Long revered for coming out with outstanding documentaries, ESPN’s five-part exploration into O.J. Simpson kicked off last night with a look at the early years of “the Juice”.

Part 1 set the background for all the events that will follow, detailing Simpson’s emergence from the San Francisco housing projects to his subsequent rise fame as a college and pro-football star. Director Ezra Edelman did a marvelous job of contrasting the pristine campus of USC and the life O.J. was cultivating in that safe environment versus the violence and chaos that was erupting only a few miles down the road in Watts and other Los Angeles ghettos.

Simpson made a conscious decision during this tumultuous period to remain above the fray and avoid any kind of statements or actions that would be perceived as him taking a political stand of any kind.

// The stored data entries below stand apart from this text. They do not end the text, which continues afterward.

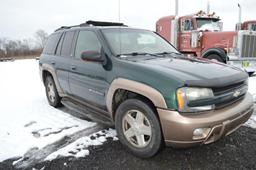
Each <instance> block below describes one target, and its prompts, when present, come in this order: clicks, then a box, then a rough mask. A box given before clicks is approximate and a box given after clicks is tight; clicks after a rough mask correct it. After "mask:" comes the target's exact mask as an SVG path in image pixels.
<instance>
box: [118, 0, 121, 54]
mask: <svg viewBox="0 0 256 170" xmlns="http://www.w3.org/2000/svg"><path fill="white" fill-rule="evenodd" d="M120 20H121V0H118V21H119V22H120ZM121 41H122V38H121V27H119V54H121V53H122V44H121V43H122V42H121Z"/></svg>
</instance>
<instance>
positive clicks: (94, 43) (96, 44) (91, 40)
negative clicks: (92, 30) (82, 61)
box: [75, 31, 101, 58]
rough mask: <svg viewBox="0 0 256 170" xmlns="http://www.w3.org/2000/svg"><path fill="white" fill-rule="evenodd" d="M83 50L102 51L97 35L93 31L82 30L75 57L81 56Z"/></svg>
mask: <svg viewBox="0 0 256 170" xmlns="http://www.w3.org/2000/svg"><path fill="white" fill-rule="evenodd" d="M83 51H98V52H99V53H100V51H101V44H100V42H99V40H98V38H97V35H96V34H95V33H94V32H92V31H80V32H79V35H78V38H77V43H76V50H75V57H76V58H80V57H81V54H82V52H83Z"/></svg>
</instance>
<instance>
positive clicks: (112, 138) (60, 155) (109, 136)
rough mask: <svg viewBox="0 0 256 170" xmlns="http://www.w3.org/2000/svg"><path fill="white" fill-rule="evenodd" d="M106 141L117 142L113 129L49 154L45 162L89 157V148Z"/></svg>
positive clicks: (83, 139)
mask: <svg viewBox="0 0 256 170" xmlns="http://www.w3.org/2000/svg"><path fill="white" fill-rule="evenodd" d="M107 139H112V140H118V138H117V137H116V131H115V130H113V129H110V130H102V131H99V132H97V133H94V134H92V135H90V136H85V137H82V138H80V139H78V140H76V141H75V142H73V143H71V144H69V145H67V146H66V147H64V148H61V149H59V150H58V151H56V152H54V153H52V154H50V155H49V156H48V157H47V158H45V161H51V160H53V159H56V158H58V157H66V156H72V157H76V158H79V157H84V156H86V155H89V150H88V147H89V146H97V145H102V144H103V143H104V142H105V141H106V140H107Z"/></svg>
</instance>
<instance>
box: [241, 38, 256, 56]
mask: <svg viewBox="0 0 256 170" xmlns="http://www.w3.org/2000/svg"><path fill="white" fill-rule="evenodd" d="M242 41H243V43H242V49H241V57H243V58H245V57H246V58H253V57H255V58H256V36H255V35H242Z"/></svg>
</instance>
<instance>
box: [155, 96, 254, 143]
mask: <svg viewBox="0 0 256 170" xmlns="http://www.w3.org/2000/svg"><path fill="white" fill-rule="evenodd" d="M157 111H158V114H159V118H160V122H161V126H162V131H163V135H164V139H165V142H166V144H167V145H171V146H173V147H191V146H195V145H200V144H208V143H212V142H214V141H216V140H218V139H220V138H221V137H223V136H226V135H229V134H231V133H232V132H234V131H235V130H236V129H238V128H239V127H240V126H241V125H242V124H244V123H245V122H246V121H247V120H248V119H249V118H250V116H251V115H252V113H253V103H252V96H251V95H250V94H247V95H246V96H245V98H244V99H243V100H241V101H239V102H237V103H234V104H232V105H230V106H228V107H225V108H223V109H219V110H213V111H208V112H205V113H200V114H195V115H192V114H187V115H185V114H183V115H182V114H180V113H178V112H177V111H170V110H165V109H159V108H158V109H157ZM197 128H211V131H210V132H209V134H208V136H207V137H205V138H204V139H201V140H193V131H194V130H195V129H197Z"/></svg>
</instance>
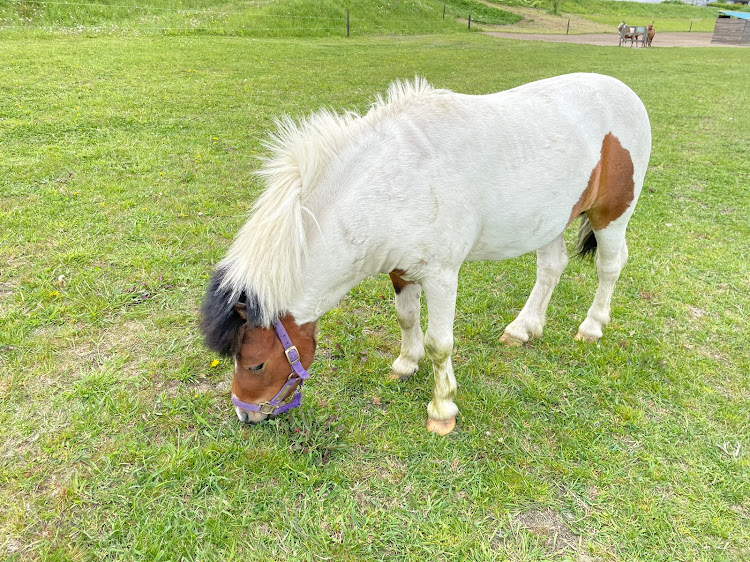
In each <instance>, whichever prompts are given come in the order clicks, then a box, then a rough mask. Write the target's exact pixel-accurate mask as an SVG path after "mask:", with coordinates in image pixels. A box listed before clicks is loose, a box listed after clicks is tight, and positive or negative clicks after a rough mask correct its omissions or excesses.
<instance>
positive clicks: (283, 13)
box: [0, 0, 521, 37]
mask: <svg viewBox="0 0 750 562" xmlns="http://www.w3.org/2000/svg"><path fill="white" fill-rule="evenodd" d="M86 4H87V3H85V2H81V3H77V4H62V3H45V2H38V1H33V2H25V1H16V2H7V3H2V4H0V27H5V28H6V29H23V28H26V29H28V28H32V29H33V28H44V29H45V30H47V31H49V30H55V31H61V30H65V31H68V32H76V31H77V32H89V33H91V32H95V33H101V32H105V31H108V32H116V31H134V30H137V31H138V32H140V33H145V32H164V33H182V34H218V35H262V36H266V37H268V36H271V37H273V36H343V35H345V34H346V14H347V10H349V13H350V29H351V34H352V35H367V34H422V33H446V32H455V31H461V30H464V29H465V28H466V24H465V23H464V22H463V21H461V20H465V19H466V18H467V17H468V15H469V14H471V16H472V20H473V21H476V22H481V23H487V24H510V23H514V22H516V21H518V20H520V19H521V18H520V17H519V16H516V15H514V14H511V13H510V12H507V11H504V10H502V9H500V8H499V7H492V6H488V5H486V4H484V3H481V2H478V1H475V0H449V1H440V0H421V1H420V0H405V1H401V2H387V1H384V0H375V1H372V0H281V1H266V2H249V1H245V2H225V1H224V2H222V1H216V0H186V1H184V2H183V1H181V0H180V1H174V0H153V1H151V2H149V3H148V5H147V6H144V5H138V4H136V3H133V4H132V5H130V2H128V0H124V1H122V0H103V1H101V2H96V3H91V4H90V5H86ZM444 8H445V17H443V14H444Z"/></svg>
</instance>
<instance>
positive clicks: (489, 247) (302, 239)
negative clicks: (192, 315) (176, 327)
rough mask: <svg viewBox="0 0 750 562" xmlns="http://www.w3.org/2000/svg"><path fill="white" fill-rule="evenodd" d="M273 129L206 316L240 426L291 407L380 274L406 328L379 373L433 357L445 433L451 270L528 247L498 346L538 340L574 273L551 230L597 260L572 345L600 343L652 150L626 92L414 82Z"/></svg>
mask: <svg viewBox="0 0 750 562" xmlns="http://www.w3.org/2000/svg"><path fill="white" fill-rule="evenodd" d="M277 126H278V129H277V131H276V133H274V134H273V135H271V137H270V140H268V141H267V143H266V148H267V151H268V156H267V157H266V158H265V160H264V161H263V164H262V166H261V168H260V170H259V172H258V173H259V174H260V176H261V177H262V178H263V179H264V182H265V184H266V185H265V190H264V191H263V193H262V195H261V196H260V197H259V198H258V199H257V201H256V202H255V204H254V206H253V210H252V213H251V216H250V219H249V220H248V221H247V223H246V224H245V225H244V226H243V227H242V229H241V230H240V231H239V233H238V234H237V236H236V238H235V240H234V242H233V243H232V245H231V247H230V248H229V251H228V253H227V255H226V257H225V258H224V259H222V260H221V261H220V262H219V263H218V264H217V266H216V268H215V271H214V273H213V277H212V278H211V281H210V283H209V285H208V288H207V291H206V296H205V299H204V302H203V305H202V308H201V328H202V331H203V333H204V336H205V341H206V345H207V346H208V347H209V348H210V349H212V350H214V351H216V352H218V353H221V354H224V355H227V356H230V357H234V359H235V361H234V378H233V381H232V401H233V403H234V405H235V411H236V413H237V416H238V417H239V419H240V420H241V421H247V422H252V423H255V422H259V421H261V420H263V419H265V418H266V417H268V416H269V415H276V414H279V413H281V412H282V411H286V410H287V409H289V408H291V407H294V406H296V405H297V404H298V403H299V401H300V397H301V394H300V393H301V385H302V383H303V382H304V380H305V379H306V378H307V376H309V373H308V372H307V369H308V368H309V367H310V365H311V363H312V361H313V356H314V353H315V347H316V324H317V322H318V319H319V318H320V317H321V316H323V314H325V313H326V312H327V311H329V310H331V309H332V308H333V307H335V306H336V305H337V303H338V302H339V301H340V300H341V299H342V298H343V297H344V296H345V295H346V294H347V293H348V292H349V291H350V289H352V288H353V287H354V286H355V285H356V284H357V283H359V282H360V281H361V280H362V279H364V278H366V277H368V276H372V275H377V274H381V273H386V274H389V275H390V278H391V281H392V284H393V288H394V290H395V309H396V317H397V320H398V324H399V326H400V328H401V349H400V353H399V355H398V357H397V358H396V359H395V361H394V362H393V365H392V374H391V376H392V377H395V378H397V379H403V378H406V377H409V376H411V375H413V374H414V373H416V372H417V370H418V368H419V363H420V361H421V360H422V359H423V358H424V357H425V355H427V356H428V357H429V359H430V360H431V362H432V367H433V376H434V386H433V392H432V400H431V401H430V402H429V404H428V406H427V414H428V420H427V429H428V430H429V431H432V432H435V433H438V434H441V435H444V434H447V433H449V432H450V431H452V430H453V428H454V427H455V423H456V414H457V413H458V407H457V406H456V404H455V403H454V401H453V399H454V397H455V394H456V378H455V375H454V372H453V366H452V363H451V354H452V349H453V322H454V317H455V308H456V292H457V286H458V271H459V269H460V267H461V264H462V263H464V262H466V261H475V260H504V259H508V258H513V257H516V256H520V255H522V254H525V253H527V252H530V251H533V250H536V253H537V274H536V284H535V285H534V287H533V289H532V291H531V294H530V296H529V298H528V301H527V302H526V304H525V305H524V307H523V309H522V310H521V312H520V313H519V314H518V316H517V317H516V318H515V319H514V320H513V321H512V322H511V323H510V324H509V325H508V326H507V327H506V328H505V330H504V333H503V335H502V337H501V338H500V340H501V342H503V343H505V344H509V345H522V344H524V343H526V342H528V341H529V340H531V339H532V338H536V337H539V336H541V335H542V328H543V326H544V324H545V315H546V309H547V305H548V303H549V300H550V297H551V295H552V291H553V290H554V288H555V286H556V285H557V283H558V281H559V279H560V276H561V274H562V272H563V270H564V269H565V267H566V265H567V263H568V254H567V251H566V247H565V243H564V241H563V231H564V230H565V228H566V226H568V225H569V224H570V223H572V222H573V221H575V220H576V219H577V218H579V217H580V220H581V222H580V226H579V233H578V247H577V249H578V251H579V252H581V253H583V254H595V255H596V266H597V269H598V287H597V289H596V294H595V296H594V300H593V303H592V305H591V307H590V308H589V310H588V314H587V316H586V318H585V320H584V321H583V322H582V323H581V325H580V326H579V328H578V332H577V334H576V336H575V339H577V340H584V341H586V342H596V341H597V340H599V338H601V337H602V329H603V327H604V326H606V325H607V324H608V323H609V321H610V301H611V298H612V293H613V289H614V286H615V282H616V281H617V279H618V276H619V275H620V271H621V269H622V267H623V266H624V264H625V262H626V260H627V258H628V249H627V245H626V242H625V231H626V227H627V225H628V221H629V220H630V218H631V216H632V214H633V211H634V209H635V205H636V202H637V200H638V196H639V194H640V192H641V189H642V187H643V181H644V176H645V174H646V168H647V165H648V160H649V155H650V151H651V129H650V125H649V119H648V115H647V113H646V110H645V108H644V106H643V103H642V102H641V100H640V99H639V98H638V96H637V95H636V94H635V93H634V92H633V91H632V90H631V89H630V88H629V87H627V86H626V85H625V84H623V83H622V82H620V81H618V80H616V79H614V78H611V77H608V76H602V75H598V74H582V73H581V74H569V75H564V76H559V77H554V78H548V79H545V80H540V81H538V82H533V83H530V84H527V85H523V86H520V87H517V88H513V89H511V90H507V91H503V92H499V93H495V94H489V95H465V94H459V93H454V92H451V91H449V90H443V89H436V88H433V87H432V86H431V85H430V84H429V83H428V82H427V81H426V80H424V79H422V78H416V79H414V80H412V81H406V82H401V81H397V82H394V83H393V84H392V85H391V86H390V88H389V89H388V92H387V94H386V95H385V96H382V95H381V96H378V97H377V98H376V100H375V101H374V103H373V104H372V105H371V107H370V109H369V111H367V113H365V114H359V113H356V112H353V111H349V112H344V113H340V114H339V113H335V112H332V111H328V110H321V111H318V112H315V113H312V114H311V115H309V116H308V117H306V118H303V119H301V120H300V121H299V122H295V121H293V120H291V119H290V118H288V117H285V118H282V119H280V120H278V123H277ZM422 293H424V297H425V300H426V303H427V313H428V324H427V329H426V332H425V333H424V334H423V333H422V330H421V327H420V298H421V295H422Z"/></svg>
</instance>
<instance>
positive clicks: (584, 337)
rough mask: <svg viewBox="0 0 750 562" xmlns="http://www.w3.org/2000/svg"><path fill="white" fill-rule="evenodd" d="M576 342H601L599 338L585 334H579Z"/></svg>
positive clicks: (576, 335) (589, 334) (576, 339)
mask: <svg viewBox="0 0 750 562" xmlns="http://www.w3.org/2000/svg"><path fill="white" fill-rule="evenodd" d="M575 340H576V341H583V342H586V343H596V342H598V341H599V338H597V337H596V336H592V335H590V334H584V333H583V332H578V333H577V334H576V337H575Z"/></svg>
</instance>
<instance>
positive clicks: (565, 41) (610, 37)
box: [485, 31, 740, 48]
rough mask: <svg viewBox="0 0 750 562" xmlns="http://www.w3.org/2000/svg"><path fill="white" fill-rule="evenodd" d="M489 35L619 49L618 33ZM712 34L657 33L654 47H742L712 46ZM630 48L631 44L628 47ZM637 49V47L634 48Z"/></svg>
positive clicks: (487, 31)
mask: <svg viewBox="0 0 750 562" xmlns="http://www.w3.org/2000/svg"><path fill="white" fill-rule="evenodd" d="M485 33H486V34H487V35H492V36H494V37H502V38H504V39H522V40H527V41H547V42H553V43H582V44H586V45H599V46H609V47H617V46H618V45H617V44H618V42H619V36H618V35H617V33H587V34H583V35H562V34H551V33H515V32H513V33H511V32H507V31H485ZM712 35H713V34H711V33H679V32H662V33H659V32H657V33H656V35H655V36H654V42H653V43H652V47H739V46H740V45H716V44H713V45H712V44H711V36H712ZM627 47H628V48H630V44H629V43H628V45H627ZM633 48H635V47H633Z"/></svg>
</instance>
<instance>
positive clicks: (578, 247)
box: [576, 213, 596, 258]
mask: <svg viewBox="0 0 750 562" xmlns="http://www.w3.org/2000/svg"><path fill="white" fill-rule="evenodd" d="M576 253H577V254H578V255H579V256H581V257H582V258H587V257H594V254H596V236H595V235H594V229H593V227H592V226H591V222H590V221H589V218H588V216H586V214H585V213H584V214H582V215H581V224H580V225H579V226H578V243H577V244H576Z"/></svg>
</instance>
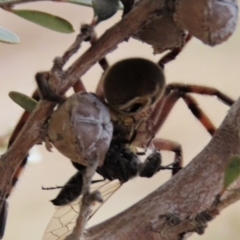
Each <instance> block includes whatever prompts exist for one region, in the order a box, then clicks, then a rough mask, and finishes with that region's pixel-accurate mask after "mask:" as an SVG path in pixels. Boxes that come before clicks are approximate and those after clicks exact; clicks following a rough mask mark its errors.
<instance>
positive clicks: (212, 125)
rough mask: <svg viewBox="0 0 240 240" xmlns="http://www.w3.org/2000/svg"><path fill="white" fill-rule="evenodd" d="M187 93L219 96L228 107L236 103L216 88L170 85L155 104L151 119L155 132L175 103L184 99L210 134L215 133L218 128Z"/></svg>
mask: <svg viewBox="0 0 240 240" xmlns="http://www.w3.org/2000/svg"><path fill="white" fill-rule="evenodd" d="M187 93H196V94H201V95H208V96H217V97H218V98H219V99H220V100H221V101H222V102H223V103H225V104H226V105H228V106H231V105H232V104H233V103H234V100H233V99H231V98H230V97H229V96H227V95H225V94H224V93H222V92H220V91H218V90H217V89H215V88H211V87H205V86H199V85H185V84H169V85H167V87H166V89H165V93H164V95H163V96H162V97H161V98H160V99H159V100H158V102H157V103H156V104H155V106H154V108H153V110H152V113H151V115H150V119H151V120H152V121H153V122H154V132H158V131H159V129H160V128H161V127H162V125H163V123H164V122H165V120H166V118H167V116H168V115H169V113H170V111H171V110H172V108H173V106H174V105H175V103H176V102H177V101H178V100H179V99H180V98H182V99H183V100H184V102H185V103H186V104H187V106H188V108H189V109H190V111H191V112H192V114H193V115H194V116H195V117H196V118H197V119H198V120H199V121H200V123H201V124H202V125H203V126H204V128H205V129H206V130H207V131H208V132H209V134H210V135H213V134H214V133H215V131H216V127H215V126H214V124H213V123H212V122H211V120H210V119H209V118H208V116H207V115H206V114H205V113H204V111H203V110H202V109H201V108H200V107H199V106H198V104H197V101H196V100H195V99H194V98H193V97H191V96H190V95H189V94H187Z"/></svg>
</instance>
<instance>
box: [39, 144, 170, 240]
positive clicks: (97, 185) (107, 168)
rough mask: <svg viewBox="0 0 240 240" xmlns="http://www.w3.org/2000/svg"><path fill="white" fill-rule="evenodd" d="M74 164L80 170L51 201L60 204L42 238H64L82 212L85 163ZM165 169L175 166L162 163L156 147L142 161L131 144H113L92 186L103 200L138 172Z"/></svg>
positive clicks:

He was in the business of O.J., creating a brand that would be marketable and set the stage for a profitable second career.

Somewhat shocking was the fact that his first career almost ended before it began, for if Lou Saban didn’t get hired in Buffalo, who knows where the Simpson’s career would’ve ended up. Saban helped revived O.J.’s career by formulating an offensive attack that focused primarily on the running game. Behind the famed Electric Company, he rushed for over 2,000-yards in 14 games in 1972 and earned the NFL rushing titles in 1972, 1973, 1975, and 1976.

It was a remarkable turn of events for O.J., paving the way for the continued fame, attention, and national endorsements that would follow. Interesting as well was the positive endorsements he received on camera from a number of his former teammates, as he shared the success of his 2,000 yard-season with his offensive line and generally seemed like he endeared himself to them by being a team guy.

Throughout Part 1 you can sense the director building towards the darker side of Simpson, and the ending is rather ominous with him just having met the beautiful Nicole Brown. The narcissistic qualities that are brewing beneath the surface will be on full display as we move towards the tragedy that of 1994.